An Eloy police union wants the U.S. Department of Justice to investigate the city and its Police Department for what one union leader said are practices that protect lucrative illegal immigrant smuggling operations.

The union scheduled a press conference in front of the police station this morning to air its "no confidence" vote against Mayor Ben Cruz and Acting Police Chief Barry Pritchett.

The vote, said union leader Sgt. Bob Jordan, was unanimous, and the majority of the town's small police force are members.

"Smuggling (of illegal immigrants) is big in Eloy," Jordan said. "We're a drop-off point."

Jordan said city personalities and policies are hampering officers' efforts to stop the smuggling. He said the union plans to demonstrate today how the police chief and mayor have been "bullying" officers into overlooking smuggling operations.

Jordan also questioned a new city policy that limits when officers can detain individuals for immigration officers.

But the mayor and city manager defended the new policies. They said the procedures are modeled after larger cities' policies and designed to protect Eloy from lawsuits and accusations of racial profiling like those that occurred after a roundup in Chandler more than two years ago.

All agree that the smuggling of illegal immigrants is a problem in Eloy.

What aroused the ire of police officers in this small central Arizona city, Jordan said, was the June termination of former police chief David Martinez.

Martinez, who now lives in Bullhead City, said he was fired. Acting City Manager Mike McNulty said he resigned. But Jordan and the union say the former chief ran a tough operation that increased arrests of illegal immigrants and was exposing smuggling operations tied to prominent families.

His departure signaled new law enforcement policies that are making it more difficult for officers to turn aliens and smugglers over to the U.S. Immigration and Naturalization Service, Jordan said.

McNulty said Eloy recently adopted a policy on police stops similar to those now used in larger Valley municipalities.

The change was made to prevent accusations of racial profiling that led to lawsuits in larger cities.

While Cruz acknowledged that his city has a problem with smuggling, he said Martinez went too far and his officers may have been involved with racial profiling and unauthorized traffic stops.

"We even had a former city manager who was stopped twice for no reason because he was a Hispanic driving a nice car," Cruz said.

Jordan said no officers engaged in racial profiling and an outside investigation will prove that. But police did come across evidence of large-scale smuggling operations during routine traffic stops.

Immigration and Naturalization Service officials said the smuggling of illegal immigrants is a statewide problem and not unique to Eloy.

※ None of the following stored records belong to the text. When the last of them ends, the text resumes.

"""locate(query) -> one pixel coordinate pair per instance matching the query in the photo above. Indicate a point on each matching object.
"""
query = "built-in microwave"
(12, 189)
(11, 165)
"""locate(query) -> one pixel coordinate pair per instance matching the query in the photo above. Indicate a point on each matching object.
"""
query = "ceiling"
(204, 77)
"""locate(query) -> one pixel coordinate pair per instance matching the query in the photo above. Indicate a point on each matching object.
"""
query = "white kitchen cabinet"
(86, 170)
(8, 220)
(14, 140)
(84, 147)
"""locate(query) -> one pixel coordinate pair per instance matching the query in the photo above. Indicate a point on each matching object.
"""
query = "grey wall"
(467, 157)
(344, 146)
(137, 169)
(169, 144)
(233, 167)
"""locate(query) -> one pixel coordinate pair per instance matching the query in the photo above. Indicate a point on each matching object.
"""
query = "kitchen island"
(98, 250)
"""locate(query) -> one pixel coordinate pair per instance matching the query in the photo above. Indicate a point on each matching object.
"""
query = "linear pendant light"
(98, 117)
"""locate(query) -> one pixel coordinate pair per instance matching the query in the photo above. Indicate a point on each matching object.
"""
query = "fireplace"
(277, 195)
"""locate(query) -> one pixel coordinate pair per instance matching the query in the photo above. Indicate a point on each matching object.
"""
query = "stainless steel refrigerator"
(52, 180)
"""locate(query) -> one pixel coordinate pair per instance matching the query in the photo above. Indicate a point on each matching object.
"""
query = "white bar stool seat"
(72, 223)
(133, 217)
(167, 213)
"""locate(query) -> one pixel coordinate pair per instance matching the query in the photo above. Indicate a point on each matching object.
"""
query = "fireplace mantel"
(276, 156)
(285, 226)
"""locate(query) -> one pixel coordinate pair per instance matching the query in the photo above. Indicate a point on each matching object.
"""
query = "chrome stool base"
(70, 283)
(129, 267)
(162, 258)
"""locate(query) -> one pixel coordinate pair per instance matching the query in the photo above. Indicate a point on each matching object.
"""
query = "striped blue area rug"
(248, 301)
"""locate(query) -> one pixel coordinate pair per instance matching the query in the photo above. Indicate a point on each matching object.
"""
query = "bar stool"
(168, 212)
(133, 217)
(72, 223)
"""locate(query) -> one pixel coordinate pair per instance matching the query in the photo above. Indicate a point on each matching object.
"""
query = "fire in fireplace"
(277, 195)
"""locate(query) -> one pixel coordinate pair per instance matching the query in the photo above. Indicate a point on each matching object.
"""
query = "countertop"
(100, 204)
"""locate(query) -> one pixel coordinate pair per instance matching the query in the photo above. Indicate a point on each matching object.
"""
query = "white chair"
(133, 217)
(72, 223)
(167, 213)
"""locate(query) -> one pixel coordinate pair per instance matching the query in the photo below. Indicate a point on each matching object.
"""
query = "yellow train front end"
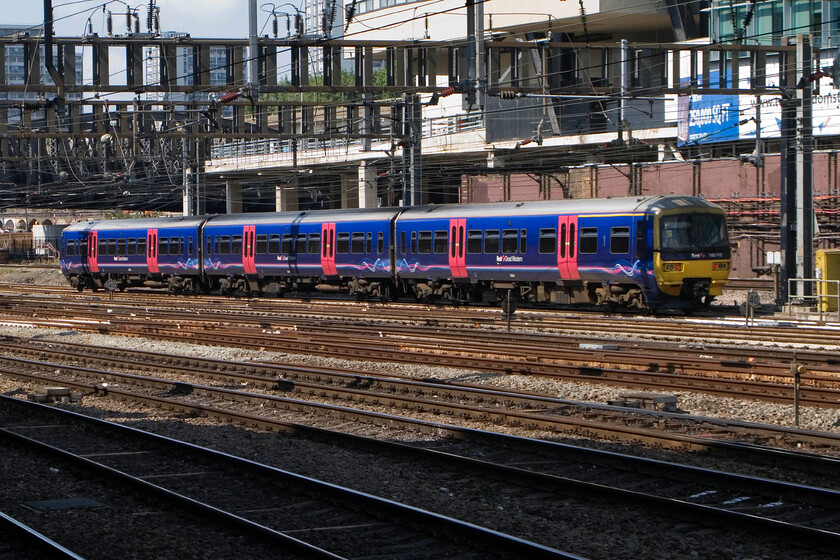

But Russell Ahr, spokesman for the Phoenix INS office, said immigration enforcement can be a challenge in image-conscious small towns.

"Even if they knew about (immigrant smuggling), they might want to keep it to themselves," he said.

McNulty said the union's "no confidence vote" is "just a couple of people trying to create something that isn't here because they blew the thing in Casa Grande real bad."

He referred to the union's backing last month of two Casa Grande officers who were suspended for making racially charged prank calls to their own department. Their appeal of the suspension was denied.

Two Eloy council members - Byron Jackson and Manuel Salas - said Thursday that they support the police union's push for an investigation.

Jackson, who is Black, said he heard no complaints about racial profiling under Martinez's leadership and praised the chief's crackdown on crime within the city. Jackson said he believes the chief was fired because he may have stepped on the toes of some members of influential families.

Salas called accusations of union muscle-flexing a "smokescreen." He said he supports the call for an outside investigation.

"If there is dirty laundry, we better wash it," Salas said.